How does a C++ constructor initialize objects of its class?

The passage means that, if you have an Initialise() function, someone might forget to call it. It is not "guaranteed to be used", because you cannot control people. On the other hand, you cannot "forget" to call a constructor, because you never call a constructor: the computer does that for you when you instantiate your object.

Of course, that doesn't mean that the constructor is guaranteed to be properly written; that's still down to you. In the case of a class like std::string, though, it's pretty hard to get that wrong as it'll at least be default-constructed if you do not write code to do something else instead.

That happens whether or not you have an Initialise() function that's supposed to be called later, but if you did put some more complex initialisation in your constructor then you can be assured that this code will run.

// Bad!

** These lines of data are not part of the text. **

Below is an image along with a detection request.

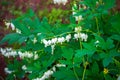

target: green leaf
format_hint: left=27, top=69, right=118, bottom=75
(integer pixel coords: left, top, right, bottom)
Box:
left=0, top=33, right=21, bottom=44
left=62, top=47, right=74, bottom=60
left=105, top=38, right=115, bottom=49
left=110, top=35, right=120, bottom=41
left=92, top=62, right=99, bottom=74
left=53, top=68, right=76, bottom=80
left=103, top=57, right=112, bottom=67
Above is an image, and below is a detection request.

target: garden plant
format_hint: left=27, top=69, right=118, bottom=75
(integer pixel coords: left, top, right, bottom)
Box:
left=0, top=0, right=120, bottom=80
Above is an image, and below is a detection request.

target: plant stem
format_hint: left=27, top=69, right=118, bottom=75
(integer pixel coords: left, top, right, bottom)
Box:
left=82, top=64, right=87, bottom=80
left=73, top=62, right=79, bottom=80
left=95, top=17, right=100, bottom=35
left=0, top=76, right=4, bottom=80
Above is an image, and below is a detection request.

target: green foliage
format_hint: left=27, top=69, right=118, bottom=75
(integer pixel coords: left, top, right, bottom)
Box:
left=0, top=0, right=120, bottom=80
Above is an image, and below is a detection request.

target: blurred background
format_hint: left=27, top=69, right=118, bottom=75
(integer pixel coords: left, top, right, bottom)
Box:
left=0, top=0, right=120, bottom=80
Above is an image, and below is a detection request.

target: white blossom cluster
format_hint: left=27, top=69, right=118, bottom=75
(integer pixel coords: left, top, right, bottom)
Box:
left=0, top=48, right=39, bottom=60
left=53, top=0, right=68, bottom=5
left=4, top=68, right=14, bottom=74
left=22, top=65, right=32, bottom=73
left=72, top=4, right=83, bottom=21
left=74, top=27, right=88, bottom=41
left=42, top=34, right=71, bottom=54
left=95, top=40, right=100, bottom=47
left=33, top=64, right=66, bottom=80
left=5, top=22, right=21, bottom=34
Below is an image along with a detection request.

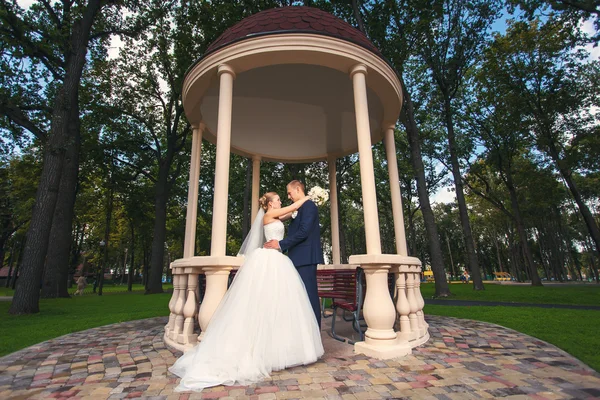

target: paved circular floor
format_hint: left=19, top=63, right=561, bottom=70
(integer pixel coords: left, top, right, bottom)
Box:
left=0, top=316, right=600, bottom=399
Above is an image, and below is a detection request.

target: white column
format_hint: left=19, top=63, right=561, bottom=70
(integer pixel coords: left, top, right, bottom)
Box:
left=327, top=157, right=342, bottom=264
left=250, top=156, right=260, bottom=222
left=183, top=125, right=204, bottom=258
left=350, top=64, right=396, bottom=352
left=350, top=64, right=381, bottom=254
left=207, top=64, right=235, bottom=255
left=384, top=126, right=408, bottom=256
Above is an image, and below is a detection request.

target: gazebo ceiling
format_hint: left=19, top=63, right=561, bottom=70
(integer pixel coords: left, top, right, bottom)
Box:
left=183, top=7, right=402, bottom=162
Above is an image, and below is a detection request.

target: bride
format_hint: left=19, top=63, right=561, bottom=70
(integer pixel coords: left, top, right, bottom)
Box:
left=169, top=192, right=323, bottom=392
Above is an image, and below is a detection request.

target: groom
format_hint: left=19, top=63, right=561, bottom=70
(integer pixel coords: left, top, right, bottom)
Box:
left=264, top=180, right=324, bottom=327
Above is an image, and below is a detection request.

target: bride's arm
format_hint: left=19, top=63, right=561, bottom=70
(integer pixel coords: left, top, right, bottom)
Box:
left=279, top=213, right=292, bottom=221
left=265, top=196, right=310, bottom=219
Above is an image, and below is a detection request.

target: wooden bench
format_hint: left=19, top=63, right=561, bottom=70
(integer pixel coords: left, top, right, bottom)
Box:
left=317, top=268, right=364, bottom=344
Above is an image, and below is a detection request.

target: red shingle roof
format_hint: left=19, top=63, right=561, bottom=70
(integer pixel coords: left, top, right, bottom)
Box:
left=204, top=6, right=381, bottom=57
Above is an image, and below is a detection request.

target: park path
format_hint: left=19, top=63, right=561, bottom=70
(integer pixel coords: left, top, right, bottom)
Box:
left=0, top=316, right=600, bottom=400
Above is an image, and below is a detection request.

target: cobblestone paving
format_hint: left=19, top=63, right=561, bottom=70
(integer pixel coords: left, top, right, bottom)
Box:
left=0, top=316, right=600, bottom=400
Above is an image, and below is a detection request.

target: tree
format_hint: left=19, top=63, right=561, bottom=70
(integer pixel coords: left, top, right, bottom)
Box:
left=486, top=20, right=600, bottom=256
left=366, top=1, right=450, bottom=297
left=418, top=0, right=499, bottom=290
left=0, top=0, right=164, bottom=314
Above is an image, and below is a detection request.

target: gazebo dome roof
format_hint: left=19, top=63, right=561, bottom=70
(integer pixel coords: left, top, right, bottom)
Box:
left=182, top=6, right=402, bottom=162
left=204, top=6, right=381, bottom=57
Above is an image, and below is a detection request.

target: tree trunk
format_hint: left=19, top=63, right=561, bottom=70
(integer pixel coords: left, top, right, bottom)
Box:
left=494, top=235, right=504, bottom=272
left=127, top=221, right=135, bottom=292
left=444, top=98, right=485, bottom=290
left=98, top=183, right=115, bottom=296
left=9, top=0, right=101, bottom=314
left=67, top=224, right=87, bottom=288
left=401, top=81, right=451, bottom=297
left=505, top=167, right=542, bottom=286
left=42, top=123, right=81, bottom=298
left=548, top=142, right=600, bottom=253
left=4, top=240, right=16, bottom=287
left=146, top=161, right=171, bottom=294
left=242, top=158, right=251, bottom=239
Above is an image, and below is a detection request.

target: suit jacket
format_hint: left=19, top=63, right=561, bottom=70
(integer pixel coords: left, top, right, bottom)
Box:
left=279, top=200, right=324, bottom=267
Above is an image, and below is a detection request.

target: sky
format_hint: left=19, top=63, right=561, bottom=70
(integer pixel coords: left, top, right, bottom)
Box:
left=17, top=0, right=600, bottom=203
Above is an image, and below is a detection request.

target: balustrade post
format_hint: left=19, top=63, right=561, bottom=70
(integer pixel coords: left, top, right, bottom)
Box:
left=165, top=274, right=179, bottom=337
left=171, top=275, right=187, bottom=342
left=178, top=273, right=198, bottom=344
left=414, top=266, right=429, bottom=336
left=363, top=265, right=396, bottom=345
left=396, top=271, right=412, bottom=341
left=198, top=267, right=231, bottom=341
left=406, top=268, right=419, bottom=339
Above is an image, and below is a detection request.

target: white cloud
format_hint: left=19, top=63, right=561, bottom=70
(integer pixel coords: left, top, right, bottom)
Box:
left=108, top=35, right=124, bottom=60
left=581, top=19, right=600, bottom=60
left=430, top=186, right=456, bottom=204
left=17, top=0, right=35, bottom=9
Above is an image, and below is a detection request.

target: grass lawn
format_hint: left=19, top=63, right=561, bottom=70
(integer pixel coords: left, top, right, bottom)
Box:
left=0, top=286, right=171, bottom=356
left=423, top=306, right=600, bottom=371
left=421, top=283, right=600, bottom=306
left=0, top=284, right=600, bottom=371
left=0, top=283, right=173, bottom=297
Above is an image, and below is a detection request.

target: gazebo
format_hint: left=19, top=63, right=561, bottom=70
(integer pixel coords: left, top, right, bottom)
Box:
left=164, top=7, right=429, bottom=359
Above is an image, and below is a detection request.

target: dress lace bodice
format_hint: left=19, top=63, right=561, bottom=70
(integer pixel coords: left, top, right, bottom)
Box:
left=264, top=220, right=285, bottom=241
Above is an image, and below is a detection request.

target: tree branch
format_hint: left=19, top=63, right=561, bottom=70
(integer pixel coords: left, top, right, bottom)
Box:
left=110, top=154, right=156, bottom=183
left=0, top=101, right=47, bottom=141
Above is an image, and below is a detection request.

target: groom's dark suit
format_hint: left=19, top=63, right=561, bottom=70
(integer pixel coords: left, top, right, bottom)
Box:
left=279, top=200, right=324, bottom=326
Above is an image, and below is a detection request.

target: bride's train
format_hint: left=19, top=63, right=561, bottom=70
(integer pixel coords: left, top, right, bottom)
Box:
left=169, top=241, right=323, bottom=391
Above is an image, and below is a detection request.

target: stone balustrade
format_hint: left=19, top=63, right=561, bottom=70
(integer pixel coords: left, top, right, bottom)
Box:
left=164, top=255, right=429, bottom=357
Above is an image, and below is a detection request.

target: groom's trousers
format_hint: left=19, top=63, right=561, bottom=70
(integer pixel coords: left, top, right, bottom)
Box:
left=296, top=264, right=321, bottom=328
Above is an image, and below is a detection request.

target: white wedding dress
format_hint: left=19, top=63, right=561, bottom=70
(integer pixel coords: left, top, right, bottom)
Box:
left=169, top=220, right=323, bottom=391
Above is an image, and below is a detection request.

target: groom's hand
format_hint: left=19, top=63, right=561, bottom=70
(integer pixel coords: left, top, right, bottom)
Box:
left=263, top=239, right=279, bottom=249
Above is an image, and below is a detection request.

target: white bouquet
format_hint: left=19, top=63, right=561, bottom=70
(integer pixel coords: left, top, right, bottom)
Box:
left=308, top=186, right=329, bottom=206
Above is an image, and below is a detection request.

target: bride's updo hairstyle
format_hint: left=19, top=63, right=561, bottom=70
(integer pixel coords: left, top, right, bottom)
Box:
left=258, top=192, right=277, bottom=211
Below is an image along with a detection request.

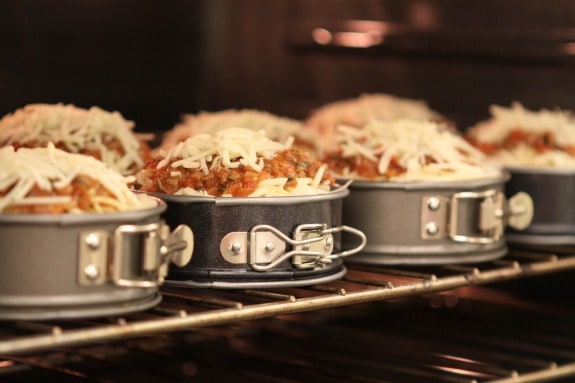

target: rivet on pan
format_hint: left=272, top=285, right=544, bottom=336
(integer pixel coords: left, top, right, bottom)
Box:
left=84, top=264, right=100, bottom=280
left=85, top=233, right=101, bottom=250
left=230, top=241, right=242, bottom=255
left=325, top=236, right=333, bottom=249
left=425, top=222, right=439, bottom=235
left=427, top=197, right=441, bottom=210
left=264, top=242, right=276, bottom=253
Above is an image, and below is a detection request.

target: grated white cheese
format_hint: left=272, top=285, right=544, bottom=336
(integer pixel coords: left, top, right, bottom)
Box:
left=153, top=127, right=330, bottom=197
left=160, top=109, right=305, bottom=150
left=466, top=102, right=575, bottom=168
left=0, top=104, right=143, bottom=175
left=337, top=119, right=499, bottom=181
left=158, top=128, right=293, bottom=174
left=304, top=93, right=444, bottom=152
left=0, top=143, right=149, bottom=213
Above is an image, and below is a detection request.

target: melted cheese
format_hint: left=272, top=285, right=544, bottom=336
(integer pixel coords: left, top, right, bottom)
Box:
left=160, top=109, right=305, bottom=150
left=0, top=104, right=143, bottom=175
left=468, top=102, right=575, bottom=146
left=466, top=103, right=575, bottom=167
left=305, top=93, right=443, bottom=152
left=337, top=119, right=498, bottom=181
left=0, top=143, right=149, bottom=213
left=158, top=128, right=293, bottom=174
left=158, top=127, right=330, bottom=197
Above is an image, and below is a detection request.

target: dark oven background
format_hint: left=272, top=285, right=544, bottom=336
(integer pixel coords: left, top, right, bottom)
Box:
left=0, top=0, right=575, bottom=131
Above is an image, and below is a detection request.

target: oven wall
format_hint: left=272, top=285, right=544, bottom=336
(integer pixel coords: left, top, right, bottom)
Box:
left=0, top=0, right=575, bottom=131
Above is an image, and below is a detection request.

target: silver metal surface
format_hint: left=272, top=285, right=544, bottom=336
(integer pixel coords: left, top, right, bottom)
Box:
left=0, top=251, right=575, bottom=355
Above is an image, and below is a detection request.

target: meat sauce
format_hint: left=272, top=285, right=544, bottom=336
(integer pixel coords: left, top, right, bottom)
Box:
left=325, top=153, right=437, bottom=180
left=468, top=128, right=575, bottom=155
left=0, top=176, right=113, bottom=214
left=133, top=149, right=335, bottom=197
left=12, top=137, right=151, bottom=172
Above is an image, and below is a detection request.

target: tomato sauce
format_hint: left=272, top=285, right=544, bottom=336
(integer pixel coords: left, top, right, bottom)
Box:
left=133, top=149, right=335, bottom=197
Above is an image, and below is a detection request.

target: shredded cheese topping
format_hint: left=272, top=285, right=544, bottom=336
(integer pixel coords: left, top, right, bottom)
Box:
left=0, top=104, right=143, bottom=175
left=305, top=93, right=444, bottom=151
left=466, top=102, right=575, bottom=168
left=160, top=109, right=305, bottom=150
left=328, top=119, right=498, bottom=181
left=141, top=127, right=331, bottom=197
left=158, top=128, right=293, bottom=174
left=0, top=143, right=149, bottom=213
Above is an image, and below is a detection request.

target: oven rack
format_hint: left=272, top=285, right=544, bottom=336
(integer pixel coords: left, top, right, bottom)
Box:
left=0, top=247, right=575, bottom=355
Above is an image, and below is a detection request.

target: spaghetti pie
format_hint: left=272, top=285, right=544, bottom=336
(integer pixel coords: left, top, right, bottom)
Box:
left=0, top=104, right=150, bottom=175
left=160, top=109, right=313, bottom=150
left=324, top=119, right=496, bottom=181
left=134, top=128, right=334, bottom=197
left=0, top=144, right=149, bottom=214
left=304, top=93, right=446, bottom=152
left=466, top=103, right=575, bottom=168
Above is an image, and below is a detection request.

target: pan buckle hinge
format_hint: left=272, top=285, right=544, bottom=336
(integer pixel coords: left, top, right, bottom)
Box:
left=420, top=189, right=533, bottom=244
left=78, top=222, right=194, bottom=288
left=220, top=224, right=366, bottom=271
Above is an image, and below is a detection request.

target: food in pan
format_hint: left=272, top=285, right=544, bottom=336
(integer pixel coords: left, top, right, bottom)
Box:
left=304, top=93, right=447, bottom=152
left=466, top=102, right=575, bottom=168
left=160, top=109, right=312, bottom=150
left=0, top=104, right=150, bottom=175
left=0, top=143, right=150, bottom=214
left=133, top=128, right=334, bottom=197
left=323, top=119, right=497, bottom=181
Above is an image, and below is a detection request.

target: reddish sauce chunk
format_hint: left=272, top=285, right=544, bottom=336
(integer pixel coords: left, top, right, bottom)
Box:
left=133, top=149, right=334, bottom=197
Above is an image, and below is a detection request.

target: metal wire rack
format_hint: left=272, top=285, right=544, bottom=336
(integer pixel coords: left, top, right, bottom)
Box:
left=0, top=248, right=575, bottom=383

People can forget to call Initialise, so the string might stay empty
class Foo
{
public:
    void Initialise(const bool yesOrNo)
    {
        m_string = (yesOrNo ? "Yes!" : "No");
    }

private:
    std::string m_string;
};

// Good! You'll always have a value; no way around that
class Bar
{
public:
    Bar(const bool yesOrNo)
       : m_string(yesOrNo ? "Yes!" : "No")
    {}

private:
    std::string m_string;
};

Further reading:

• "Resource acquisition is initialization" on Wikipedia

When your instance of C is made, the std::string s is initialized in what is known as Member initialization.

How does "s" get initialized, and would its value be guaranteed to be the empty string whatever the compiler?

You're not showing us how you create C, so we don't know what constructor is used. If the default constructor is used, then the default constructor of std::string is used for s. This does indeed make an empty string, as explained here:

Default constructor. Constructs empty string (zero size and unspecified capacity).